SINGLE-USE PLASTICS (AND ONE MORE CUP OF COFFEE FOR THE ROAD…)
While perhaps not as extensive as some would have hoped, the Government made a number of announcements aimed at tackling the scourge of single-use plastics. In the face of the Blue Planet 2 effect and foreboding estimates such as the WWF’s predicted million tonne increase in the amount of plastic waste we throw away by 2030, the Government could ill afford to do nothing.
In response, the Government introduced a new tax on produced or imported plastic packaging. While the exact scope of the tax is subject to consultation, we do know that this entirely new tax will apply to all plastic packaging that doesn’t include at least 30% recycled content.
Alongside already planned reforms to the Packaging Producer Responsibility System, the Government hopes that its package of measures will encourage businesses to ensure far more packaging can be recycled and to use more recycled plastic in their packaging, and more widely will deliver a sustainable reduction in single-use plastics.
The new tax will be introduced in April 2022, giving potentially affected businesses time to adapt their processes, adjust their behaviours, and manage any costs they may incur either in an attempt to avoid the new tax, or indeed to pay it should they not be able to meet the 30% recycled content threshold.

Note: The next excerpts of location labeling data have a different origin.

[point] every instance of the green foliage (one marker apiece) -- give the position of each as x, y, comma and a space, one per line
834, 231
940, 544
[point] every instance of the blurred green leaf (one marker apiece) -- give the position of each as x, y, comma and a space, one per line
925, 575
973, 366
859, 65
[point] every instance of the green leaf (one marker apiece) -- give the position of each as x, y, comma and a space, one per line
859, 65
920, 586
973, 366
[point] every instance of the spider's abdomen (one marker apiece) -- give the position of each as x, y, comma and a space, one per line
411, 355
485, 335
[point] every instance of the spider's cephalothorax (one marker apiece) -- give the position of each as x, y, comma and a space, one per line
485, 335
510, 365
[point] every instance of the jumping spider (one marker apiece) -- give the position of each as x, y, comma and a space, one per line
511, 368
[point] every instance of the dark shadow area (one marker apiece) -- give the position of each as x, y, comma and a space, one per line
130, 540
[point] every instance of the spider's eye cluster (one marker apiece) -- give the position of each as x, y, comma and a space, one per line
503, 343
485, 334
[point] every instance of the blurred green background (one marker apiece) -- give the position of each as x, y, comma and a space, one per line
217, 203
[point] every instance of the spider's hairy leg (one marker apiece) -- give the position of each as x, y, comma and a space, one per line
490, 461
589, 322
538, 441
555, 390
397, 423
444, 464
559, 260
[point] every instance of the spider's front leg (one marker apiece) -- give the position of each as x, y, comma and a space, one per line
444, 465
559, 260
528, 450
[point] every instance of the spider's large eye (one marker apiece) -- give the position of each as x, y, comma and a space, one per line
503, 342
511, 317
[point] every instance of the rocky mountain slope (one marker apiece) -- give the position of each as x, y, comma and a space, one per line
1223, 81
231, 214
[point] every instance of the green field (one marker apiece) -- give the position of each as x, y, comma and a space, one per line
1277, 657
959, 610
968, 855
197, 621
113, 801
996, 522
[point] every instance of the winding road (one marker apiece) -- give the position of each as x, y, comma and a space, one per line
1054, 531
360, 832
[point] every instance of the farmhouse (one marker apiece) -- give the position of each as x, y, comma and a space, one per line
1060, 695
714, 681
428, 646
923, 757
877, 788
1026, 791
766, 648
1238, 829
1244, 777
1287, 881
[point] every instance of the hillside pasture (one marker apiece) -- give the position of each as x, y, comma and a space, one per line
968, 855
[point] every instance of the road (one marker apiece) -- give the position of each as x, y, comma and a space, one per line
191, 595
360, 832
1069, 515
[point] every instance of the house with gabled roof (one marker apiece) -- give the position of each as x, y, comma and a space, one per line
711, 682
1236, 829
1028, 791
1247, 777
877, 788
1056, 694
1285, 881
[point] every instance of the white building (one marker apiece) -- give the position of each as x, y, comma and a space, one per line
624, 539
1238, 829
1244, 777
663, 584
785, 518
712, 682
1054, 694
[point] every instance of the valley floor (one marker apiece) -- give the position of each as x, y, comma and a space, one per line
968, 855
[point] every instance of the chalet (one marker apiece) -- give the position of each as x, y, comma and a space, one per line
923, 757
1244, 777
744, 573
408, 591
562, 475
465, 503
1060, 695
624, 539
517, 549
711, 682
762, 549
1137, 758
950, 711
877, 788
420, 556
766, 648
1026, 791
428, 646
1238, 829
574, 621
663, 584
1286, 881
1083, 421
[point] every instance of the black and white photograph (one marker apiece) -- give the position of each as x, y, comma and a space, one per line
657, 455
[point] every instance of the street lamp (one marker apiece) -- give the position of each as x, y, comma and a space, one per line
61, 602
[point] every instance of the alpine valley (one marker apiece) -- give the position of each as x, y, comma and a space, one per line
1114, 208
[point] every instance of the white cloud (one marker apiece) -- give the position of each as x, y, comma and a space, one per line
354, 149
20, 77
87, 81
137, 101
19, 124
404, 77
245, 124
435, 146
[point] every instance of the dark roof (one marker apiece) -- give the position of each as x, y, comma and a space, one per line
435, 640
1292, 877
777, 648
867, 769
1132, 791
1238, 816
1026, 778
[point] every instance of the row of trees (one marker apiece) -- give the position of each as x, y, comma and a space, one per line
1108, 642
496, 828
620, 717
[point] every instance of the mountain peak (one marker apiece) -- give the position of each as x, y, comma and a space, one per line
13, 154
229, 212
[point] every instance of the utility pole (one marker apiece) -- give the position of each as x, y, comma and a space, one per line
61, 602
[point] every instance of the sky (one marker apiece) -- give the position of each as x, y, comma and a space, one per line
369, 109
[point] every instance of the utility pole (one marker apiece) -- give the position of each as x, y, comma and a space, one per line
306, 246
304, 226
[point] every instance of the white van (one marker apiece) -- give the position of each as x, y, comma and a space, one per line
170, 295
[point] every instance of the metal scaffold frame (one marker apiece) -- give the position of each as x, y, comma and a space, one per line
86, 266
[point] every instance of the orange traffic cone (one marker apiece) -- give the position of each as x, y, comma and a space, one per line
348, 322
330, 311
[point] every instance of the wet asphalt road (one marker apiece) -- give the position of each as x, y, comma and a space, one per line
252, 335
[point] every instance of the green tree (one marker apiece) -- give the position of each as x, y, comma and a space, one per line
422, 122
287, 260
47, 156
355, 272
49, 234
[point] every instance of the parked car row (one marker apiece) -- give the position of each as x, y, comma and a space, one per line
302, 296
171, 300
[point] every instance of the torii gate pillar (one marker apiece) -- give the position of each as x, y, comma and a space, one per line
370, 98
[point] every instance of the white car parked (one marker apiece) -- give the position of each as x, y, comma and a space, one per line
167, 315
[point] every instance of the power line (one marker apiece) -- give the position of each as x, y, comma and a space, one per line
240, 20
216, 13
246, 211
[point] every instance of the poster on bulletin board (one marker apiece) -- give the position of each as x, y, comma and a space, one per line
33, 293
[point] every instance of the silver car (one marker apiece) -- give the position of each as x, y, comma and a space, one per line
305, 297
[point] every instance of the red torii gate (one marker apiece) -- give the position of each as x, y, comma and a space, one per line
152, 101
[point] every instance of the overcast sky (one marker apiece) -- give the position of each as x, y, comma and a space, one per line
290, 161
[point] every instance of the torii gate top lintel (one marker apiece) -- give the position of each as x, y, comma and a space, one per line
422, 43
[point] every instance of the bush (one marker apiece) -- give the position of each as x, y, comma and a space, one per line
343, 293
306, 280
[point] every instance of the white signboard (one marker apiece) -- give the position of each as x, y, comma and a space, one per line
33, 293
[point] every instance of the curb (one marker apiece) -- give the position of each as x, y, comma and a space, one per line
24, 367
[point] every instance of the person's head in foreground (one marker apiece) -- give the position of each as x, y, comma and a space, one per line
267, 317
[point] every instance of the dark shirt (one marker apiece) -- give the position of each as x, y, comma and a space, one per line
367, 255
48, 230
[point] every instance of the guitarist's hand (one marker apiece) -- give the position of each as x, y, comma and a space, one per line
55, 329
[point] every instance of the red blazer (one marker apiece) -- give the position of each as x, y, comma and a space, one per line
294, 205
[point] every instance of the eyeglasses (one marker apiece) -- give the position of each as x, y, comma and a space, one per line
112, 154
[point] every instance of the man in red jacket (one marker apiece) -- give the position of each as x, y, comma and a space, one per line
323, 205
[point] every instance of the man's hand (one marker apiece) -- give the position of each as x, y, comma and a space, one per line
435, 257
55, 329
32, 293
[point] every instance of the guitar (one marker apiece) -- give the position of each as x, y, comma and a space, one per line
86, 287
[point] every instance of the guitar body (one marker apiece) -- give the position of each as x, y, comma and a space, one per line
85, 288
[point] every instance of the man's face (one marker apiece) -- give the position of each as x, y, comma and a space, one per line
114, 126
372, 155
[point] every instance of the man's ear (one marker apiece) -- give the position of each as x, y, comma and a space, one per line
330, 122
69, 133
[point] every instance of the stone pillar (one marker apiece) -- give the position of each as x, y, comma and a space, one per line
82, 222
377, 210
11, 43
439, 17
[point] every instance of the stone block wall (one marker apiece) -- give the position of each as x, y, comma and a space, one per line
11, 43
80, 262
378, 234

Revenues from both the new packaging tax and the Packaging Producer Responsibility Reforms will enable investment to be made to address single-use plastics, waste and litter.
The Government also announced £20 million to tackle plastics use generally and to boost recycling: £10 million more for greater plastics R&D and £10 million to pioneer innovative approaches to boosting recycling and reducing litter, such as the widespread introduction of ‘smart bins’.
One area of disappointment for many is that despite widespread public support, the Government declined to introduce a tax on disposable cups, the so called Latte-levy. While acknowledging that this was and is a problem, the Government stated that it felt a levy on all cups would not at this time be effective in encouraging widespread reuse. In a direct message to industry, the Government stated that if industry does not go as far as hoped with regards to reducing the impact of disposable cups, it will return to the issue and take action.
OIL AND GAS TAXATION
This allows the focus to remain on the introduction of transferable tax history rules from 1 November 2018. This ground breaking tax mechanism was announced in the 2017 Budget and will be legislated for in the Finance Bill 2018-19. The changes, taking effect this week, enable the transfer of the seller’s tax history to the buyer of oil & gas assets, meaning new entrants, without historic tax losses, will be able to benefit from tax relief on future decommissioning costs. The Government will also amend the Petroleum Revenue Tax rules on retained decommissioning costs to simplify the way older fields can be sold to new investors. Headline tax rates will remain at their current level.
Looking forward, the Government will launch a call for evidence and work together with the Oil and Gas Authority to identify what more should be done to further strengthen Scotland and the UK’s position as a global hub for decommissioning.